Man wäre ja sogar als sachverständiger Dritter geneigt, dem Gesellen den berühmten Rat von Dieter Nuhr anzuempfehlen, wieviel mehr muß es da den Hersteller selbst drängen, um dessen "Baby" es schließlich geht. Aber gerade als Hersteller muß man zum üblen Spiel ja gute Miene machen, wie würde das aussehen wenn man die potenzielle Kundschaft abbürstet, so sehr sie das auch verdient hätte?

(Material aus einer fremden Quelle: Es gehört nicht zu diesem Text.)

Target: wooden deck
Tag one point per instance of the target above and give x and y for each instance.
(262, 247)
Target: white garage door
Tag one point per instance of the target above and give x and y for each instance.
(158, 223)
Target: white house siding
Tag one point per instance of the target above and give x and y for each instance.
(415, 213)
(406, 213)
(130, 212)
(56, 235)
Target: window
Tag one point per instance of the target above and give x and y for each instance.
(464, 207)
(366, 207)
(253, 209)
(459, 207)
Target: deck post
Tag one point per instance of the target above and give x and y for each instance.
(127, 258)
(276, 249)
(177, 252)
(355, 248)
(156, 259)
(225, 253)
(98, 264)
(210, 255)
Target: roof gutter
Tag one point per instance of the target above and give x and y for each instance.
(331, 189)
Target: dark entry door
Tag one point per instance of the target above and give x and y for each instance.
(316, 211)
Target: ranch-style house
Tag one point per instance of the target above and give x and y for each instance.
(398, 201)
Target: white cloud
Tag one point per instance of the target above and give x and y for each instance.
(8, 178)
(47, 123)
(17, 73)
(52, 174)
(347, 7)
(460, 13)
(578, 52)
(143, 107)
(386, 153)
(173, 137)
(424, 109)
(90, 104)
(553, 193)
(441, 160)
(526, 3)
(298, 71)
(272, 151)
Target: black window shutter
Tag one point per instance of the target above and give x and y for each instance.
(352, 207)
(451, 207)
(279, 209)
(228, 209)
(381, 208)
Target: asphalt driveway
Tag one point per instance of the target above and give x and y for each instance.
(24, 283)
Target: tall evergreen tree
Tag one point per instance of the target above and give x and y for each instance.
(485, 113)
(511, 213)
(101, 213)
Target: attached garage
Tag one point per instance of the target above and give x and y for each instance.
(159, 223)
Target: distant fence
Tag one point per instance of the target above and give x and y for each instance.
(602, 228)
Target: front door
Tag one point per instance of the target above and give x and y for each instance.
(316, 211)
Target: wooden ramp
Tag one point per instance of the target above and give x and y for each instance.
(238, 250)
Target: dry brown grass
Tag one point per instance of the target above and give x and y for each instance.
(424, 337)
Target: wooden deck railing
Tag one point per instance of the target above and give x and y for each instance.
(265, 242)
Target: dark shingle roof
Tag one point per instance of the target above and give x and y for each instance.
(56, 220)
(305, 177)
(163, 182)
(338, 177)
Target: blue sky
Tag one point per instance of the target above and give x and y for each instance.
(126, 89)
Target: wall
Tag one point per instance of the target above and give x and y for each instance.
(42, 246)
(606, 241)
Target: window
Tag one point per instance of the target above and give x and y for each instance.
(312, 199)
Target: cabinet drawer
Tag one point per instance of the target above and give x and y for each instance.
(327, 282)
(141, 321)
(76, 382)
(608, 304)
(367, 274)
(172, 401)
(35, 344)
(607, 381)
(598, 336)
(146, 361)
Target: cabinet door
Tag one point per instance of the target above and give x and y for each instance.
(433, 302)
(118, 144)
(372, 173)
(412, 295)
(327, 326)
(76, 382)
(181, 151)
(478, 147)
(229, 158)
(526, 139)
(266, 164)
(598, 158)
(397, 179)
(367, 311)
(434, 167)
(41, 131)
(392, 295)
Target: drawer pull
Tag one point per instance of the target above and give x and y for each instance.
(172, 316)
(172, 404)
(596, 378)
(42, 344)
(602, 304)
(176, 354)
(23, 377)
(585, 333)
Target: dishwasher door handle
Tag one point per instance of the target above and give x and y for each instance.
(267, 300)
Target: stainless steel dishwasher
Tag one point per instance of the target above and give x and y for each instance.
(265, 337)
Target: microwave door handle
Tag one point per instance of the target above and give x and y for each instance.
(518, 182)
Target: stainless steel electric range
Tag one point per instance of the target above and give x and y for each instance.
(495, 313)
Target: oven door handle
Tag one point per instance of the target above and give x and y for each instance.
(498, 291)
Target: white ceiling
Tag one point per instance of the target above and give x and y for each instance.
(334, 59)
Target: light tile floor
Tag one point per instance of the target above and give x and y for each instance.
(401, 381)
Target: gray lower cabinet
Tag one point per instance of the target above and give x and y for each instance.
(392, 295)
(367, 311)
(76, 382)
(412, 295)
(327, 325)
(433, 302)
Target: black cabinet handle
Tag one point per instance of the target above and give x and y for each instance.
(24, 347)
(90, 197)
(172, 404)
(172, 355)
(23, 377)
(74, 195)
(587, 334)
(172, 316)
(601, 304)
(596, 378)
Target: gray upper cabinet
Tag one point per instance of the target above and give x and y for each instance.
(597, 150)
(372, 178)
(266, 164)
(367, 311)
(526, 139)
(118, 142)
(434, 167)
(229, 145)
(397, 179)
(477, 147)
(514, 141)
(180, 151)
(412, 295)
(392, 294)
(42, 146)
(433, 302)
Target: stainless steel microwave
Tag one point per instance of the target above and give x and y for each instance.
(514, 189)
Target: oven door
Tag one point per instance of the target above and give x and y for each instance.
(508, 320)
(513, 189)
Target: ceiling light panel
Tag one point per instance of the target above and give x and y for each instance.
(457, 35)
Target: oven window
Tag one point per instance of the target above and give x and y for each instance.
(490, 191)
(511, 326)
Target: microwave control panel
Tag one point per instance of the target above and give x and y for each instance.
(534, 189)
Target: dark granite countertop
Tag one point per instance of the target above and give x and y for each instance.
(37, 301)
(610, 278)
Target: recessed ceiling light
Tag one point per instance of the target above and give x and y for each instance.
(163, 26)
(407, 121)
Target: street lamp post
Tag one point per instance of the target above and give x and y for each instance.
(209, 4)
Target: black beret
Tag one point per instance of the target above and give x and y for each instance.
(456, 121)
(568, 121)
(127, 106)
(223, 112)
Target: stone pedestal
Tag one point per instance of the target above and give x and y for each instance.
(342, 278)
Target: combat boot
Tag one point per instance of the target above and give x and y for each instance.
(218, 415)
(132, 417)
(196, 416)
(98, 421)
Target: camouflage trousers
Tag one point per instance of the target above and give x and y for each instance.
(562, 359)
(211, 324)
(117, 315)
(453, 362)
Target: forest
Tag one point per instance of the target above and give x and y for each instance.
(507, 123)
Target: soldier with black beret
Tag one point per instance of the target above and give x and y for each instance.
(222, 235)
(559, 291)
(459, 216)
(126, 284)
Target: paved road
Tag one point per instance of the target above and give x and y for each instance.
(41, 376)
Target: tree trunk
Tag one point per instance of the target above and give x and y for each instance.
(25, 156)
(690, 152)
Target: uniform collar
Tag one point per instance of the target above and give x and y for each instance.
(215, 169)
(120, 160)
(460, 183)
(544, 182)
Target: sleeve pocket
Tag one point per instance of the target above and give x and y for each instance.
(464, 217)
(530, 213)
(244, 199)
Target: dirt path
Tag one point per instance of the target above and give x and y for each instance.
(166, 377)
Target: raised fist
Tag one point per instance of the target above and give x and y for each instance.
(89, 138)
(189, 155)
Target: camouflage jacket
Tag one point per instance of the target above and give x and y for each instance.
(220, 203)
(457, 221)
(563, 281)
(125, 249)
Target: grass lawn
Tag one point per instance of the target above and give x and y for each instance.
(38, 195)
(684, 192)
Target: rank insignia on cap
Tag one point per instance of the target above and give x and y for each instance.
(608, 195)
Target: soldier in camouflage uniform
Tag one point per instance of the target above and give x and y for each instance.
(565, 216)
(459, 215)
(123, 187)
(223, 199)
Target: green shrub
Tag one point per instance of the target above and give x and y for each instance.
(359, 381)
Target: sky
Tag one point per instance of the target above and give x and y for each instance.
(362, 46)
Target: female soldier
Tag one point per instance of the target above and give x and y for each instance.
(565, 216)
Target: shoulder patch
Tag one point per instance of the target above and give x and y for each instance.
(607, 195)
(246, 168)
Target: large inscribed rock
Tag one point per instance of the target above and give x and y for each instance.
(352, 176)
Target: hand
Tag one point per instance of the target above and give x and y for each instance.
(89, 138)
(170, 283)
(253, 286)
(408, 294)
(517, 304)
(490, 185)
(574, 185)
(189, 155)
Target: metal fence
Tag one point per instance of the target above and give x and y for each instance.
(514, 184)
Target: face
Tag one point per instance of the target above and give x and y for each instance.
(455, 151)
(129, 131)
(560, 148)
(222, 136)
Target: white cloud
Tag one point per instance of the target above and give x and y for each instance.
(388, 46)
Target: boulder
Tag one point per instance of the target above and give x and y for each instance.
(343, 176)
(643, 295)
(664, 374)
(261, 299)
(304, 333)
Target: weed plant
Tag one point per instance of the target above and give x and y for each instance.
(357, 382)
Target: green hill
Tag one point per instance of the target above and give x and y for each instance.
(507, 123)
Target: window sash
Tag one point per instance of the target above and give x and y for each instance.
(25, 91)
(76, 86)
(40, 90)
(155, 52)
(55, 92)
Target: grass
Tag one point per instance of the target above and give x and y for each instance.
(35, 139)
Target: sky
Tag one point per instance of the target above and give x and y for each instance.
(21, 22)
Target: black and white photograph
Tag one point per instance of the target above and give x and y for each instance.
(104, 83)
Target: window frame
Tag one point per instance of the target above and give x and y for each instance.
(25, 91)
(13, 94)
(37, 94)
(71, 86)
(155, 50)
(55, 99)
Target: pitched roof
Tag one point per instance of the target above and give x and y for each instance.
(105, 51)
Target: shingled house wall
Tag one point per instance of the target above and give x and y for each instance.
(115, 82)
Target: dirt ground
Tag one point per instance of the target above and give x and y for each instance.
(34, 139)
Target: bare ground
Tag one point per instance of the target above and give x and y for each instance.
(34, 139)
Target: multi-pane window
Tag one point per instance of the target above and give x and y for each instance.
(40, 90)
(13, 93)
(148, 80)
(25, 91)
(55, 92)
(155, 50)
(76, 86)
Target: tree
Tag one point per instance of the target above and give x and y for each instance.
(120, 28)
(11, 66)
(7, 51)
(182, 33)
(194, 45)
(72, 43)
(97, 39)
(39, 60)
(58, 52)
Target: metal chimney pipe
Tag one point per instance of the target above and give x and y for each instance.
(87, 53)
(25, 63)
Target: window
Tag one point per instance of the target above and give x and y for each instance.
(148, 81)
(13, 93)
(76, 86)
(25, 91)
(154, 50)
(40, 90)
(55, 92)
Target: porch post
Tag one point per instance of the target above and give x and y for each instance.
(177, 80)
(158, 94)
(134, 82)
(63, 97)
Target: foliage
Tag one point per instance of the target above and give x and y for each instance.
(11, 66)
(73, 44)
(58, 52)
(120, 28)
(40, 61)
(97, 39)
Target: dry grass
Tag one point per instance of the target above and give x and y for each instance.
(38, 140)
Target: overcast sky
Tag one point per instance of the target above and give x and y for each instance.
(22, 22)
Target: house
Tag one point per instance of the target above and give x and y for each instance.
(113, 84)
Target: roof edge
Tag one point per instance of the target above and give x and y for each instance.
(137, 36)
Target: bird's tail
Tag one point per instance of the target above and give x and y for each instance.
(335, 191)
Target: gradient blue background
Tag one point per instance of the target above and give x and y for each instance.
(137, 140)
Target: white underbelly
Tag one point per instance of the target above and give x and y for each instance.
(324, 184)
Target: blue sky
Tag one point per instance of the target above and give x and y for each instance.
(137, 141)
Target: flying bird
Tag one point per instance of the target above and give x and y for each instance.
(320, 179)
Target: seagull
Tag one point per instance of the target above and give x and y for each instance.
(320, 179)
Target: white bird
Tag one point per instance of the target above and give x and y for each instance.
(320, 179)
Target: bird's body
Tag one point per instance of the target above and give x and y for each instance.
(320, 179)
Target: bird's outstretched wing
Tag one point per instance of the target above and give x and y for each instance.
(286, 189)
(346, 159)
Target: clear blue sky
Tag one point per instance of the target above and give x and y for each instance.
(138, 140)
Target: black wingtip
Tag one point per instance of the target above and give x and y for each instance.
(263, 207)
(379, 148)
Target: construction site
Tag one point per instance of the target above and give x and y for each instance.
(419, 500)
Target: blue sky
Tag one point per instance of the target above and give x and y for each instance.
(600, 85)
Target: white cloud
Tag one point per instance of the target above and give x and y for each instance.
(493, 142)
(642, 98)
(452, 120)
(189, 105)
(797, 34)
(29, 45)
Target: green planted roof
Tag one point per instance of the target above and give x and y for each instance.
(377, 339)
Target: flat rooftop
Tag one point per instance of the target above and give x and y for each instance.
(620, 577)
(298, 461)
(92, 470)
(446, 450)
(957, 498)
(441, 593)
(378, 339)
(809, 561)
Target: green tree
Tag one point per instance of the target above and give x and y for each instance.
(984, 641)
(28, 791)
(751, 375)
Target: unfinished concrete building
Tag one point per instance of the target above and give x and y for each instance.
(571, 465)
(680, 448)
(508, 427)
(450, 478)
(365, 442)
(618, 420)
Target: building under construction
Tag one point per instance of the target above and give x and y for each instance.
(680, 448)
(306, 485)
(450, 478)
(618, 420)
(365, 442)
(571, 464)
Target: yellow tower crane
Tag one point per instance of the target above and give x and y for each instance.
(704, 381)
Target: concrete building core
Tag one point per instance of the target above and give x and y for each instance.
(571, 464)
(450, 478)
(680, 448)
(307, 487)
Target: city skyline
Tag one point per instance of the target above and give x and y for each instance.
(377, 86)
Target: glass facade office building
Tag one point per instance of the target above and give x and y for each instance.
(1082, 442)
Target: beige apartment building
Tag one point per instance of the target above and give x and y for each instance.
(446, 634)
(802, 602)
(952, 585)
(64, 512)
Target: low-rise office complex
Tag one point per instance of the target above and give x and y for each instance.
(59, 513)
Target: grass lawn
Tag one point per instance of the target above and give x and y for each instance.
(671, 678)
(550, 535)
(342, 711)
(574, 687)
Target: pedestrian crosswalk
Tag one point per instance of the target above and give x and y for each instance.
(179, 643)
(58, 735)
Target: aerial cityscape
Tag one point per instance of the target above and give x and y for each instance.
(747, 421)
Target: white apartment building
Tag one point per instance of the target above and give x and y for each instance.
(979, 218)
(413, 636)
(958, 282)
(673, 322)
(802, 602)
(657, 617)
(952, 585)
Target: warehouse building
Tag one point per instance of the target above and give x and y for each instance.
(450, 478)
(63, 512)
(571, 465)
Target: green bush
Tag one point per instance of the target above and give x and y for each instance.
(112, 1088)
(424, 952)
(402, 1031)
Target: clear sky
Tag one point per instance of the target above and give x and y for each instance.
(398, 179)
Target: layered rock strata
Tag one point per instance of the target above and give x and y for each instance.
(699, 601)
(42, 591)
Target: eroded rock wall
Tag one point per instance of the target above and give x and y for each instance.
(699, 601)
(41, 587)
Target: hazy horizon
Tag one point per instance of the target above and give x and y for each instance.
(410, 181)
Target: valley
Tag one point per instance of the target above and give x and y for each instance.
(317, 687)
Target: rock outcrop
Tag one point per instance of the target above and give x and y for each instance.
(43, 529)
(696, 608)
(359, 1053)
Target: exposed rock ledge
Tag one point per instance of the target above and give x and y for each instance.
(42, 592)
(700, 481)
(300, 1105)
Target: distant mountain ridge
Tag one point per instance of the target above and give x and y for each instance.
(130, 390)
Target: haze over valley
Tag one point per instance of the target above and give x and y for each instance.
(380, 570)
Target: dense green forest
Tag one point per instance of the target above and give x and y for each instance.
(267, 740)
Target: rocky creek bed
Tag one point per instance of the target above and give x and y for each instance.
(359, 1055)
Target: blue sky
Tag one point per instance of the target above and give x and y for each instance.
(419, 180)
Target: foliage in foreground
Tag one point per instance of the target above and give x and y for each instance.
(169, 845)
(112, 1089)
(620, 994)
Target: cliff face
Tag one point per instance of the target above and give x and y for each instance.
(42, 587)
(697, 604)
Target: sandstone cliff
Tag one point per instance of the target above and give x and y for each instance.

Drum finde ich daß die Geräte recht teuer sein müssen. Schließlich muß die Rechnung des Psychiaters, den man in ein paar Jahren braucht, davon mit abgedeckt sein. Nicht blöde finde ich die Strategie von Daniel Weiss. Der macht seine Geräte derart heftig teuer daß damit auch diejenigen "Kunden" abgeschreckt sind wie die Leute in diesem Hifi-Forum-Thread. Das spart Nerven. Wer sich ein Weiss-Gerät zum Ausprobieren stellen läßt wird sich hinterher wohl kaum einen 50€ China-Bausatz anschaffen und dann die Schmach dadurch kompensieren daß er das Ding mit aller Kraft in den Foren hypt.

8 Kommentare :

Anonym hat gesagt…

Grossartig,Pelmazo!
Für solche Einträge liebe ich dieses Blog.

Anonym hat gesagt…

Wir von der Pro-Audio sind halt nunmal die Königsklasse der Durchblicker.

Anonym hat gesagt…

Auf der Tonmeistertagung am 25. - 28.11.2010 in Leipzig hat man ja wieder die Möglichkeit sich zu treffen um sich mal so richtig auszusprechen. Wenn man sich nicht auf den Ständen von Weiss, Lake People oder Funk trifft, kann man sich ja vielleicht bei Mutec, ALC Networx oder Lawo treffen.

Anonym hat gesagt…

Na hoffentlich kommt man dort überall mit nem Rolli hin.

Lach!

Anonym hat gesagt…

Mit allem einverstanden, ausser mit der Bemerkung zur digitalen Lautstärkeregelung. Relevant ist nicht die Multiplikation, sondern der DA-Wandler am Schluss, welcher die reduzierte Lautstärke abgeben muss. Und das ist nur möglich wenn er seinen Aussteuerbereich nur zu einem entsprechend reduzierten Teil nutzt. Pro 6 dB Absenkung geht 1 Bit Auflösung verloren. Man bewegt sich also bei reduziertem Pegel bloss noch im untern Bereich des Wandlers, also auch bei geringerer Auflösung. Man mag einwenden, ein guter 24 Bit Wandler habe dazu genügend Reserven und bei einer digitalen Absenkung von 48 dB seien ja immer noch 16 Bit übrig. Leider lässt sich dies aber nicht so einfach skalieren, da die Wandlergenauigkeit im untern Bereich meist nicht mehr super ist. Es ist daher zu empfehlen, solche Regler nur relativ milde, d.h. in einem kleinen Bereich zu nutzen.

pelmazo hat gesagt…

So hat's der Tester im Hifi-Forum-Thread aber offensichtlich nicht gemeint. Dem war schon das Vorhandensein des digitalen Lautstärkereglers Anlaß zur Kritik. Für eine möglichst gute Ausnutzung des Regelbereiches gäbe es ja im getesteten Gerät noch per Jumper wählbare Ausgangspegel, die auf der analogen Seite nach dem Wandler wirken.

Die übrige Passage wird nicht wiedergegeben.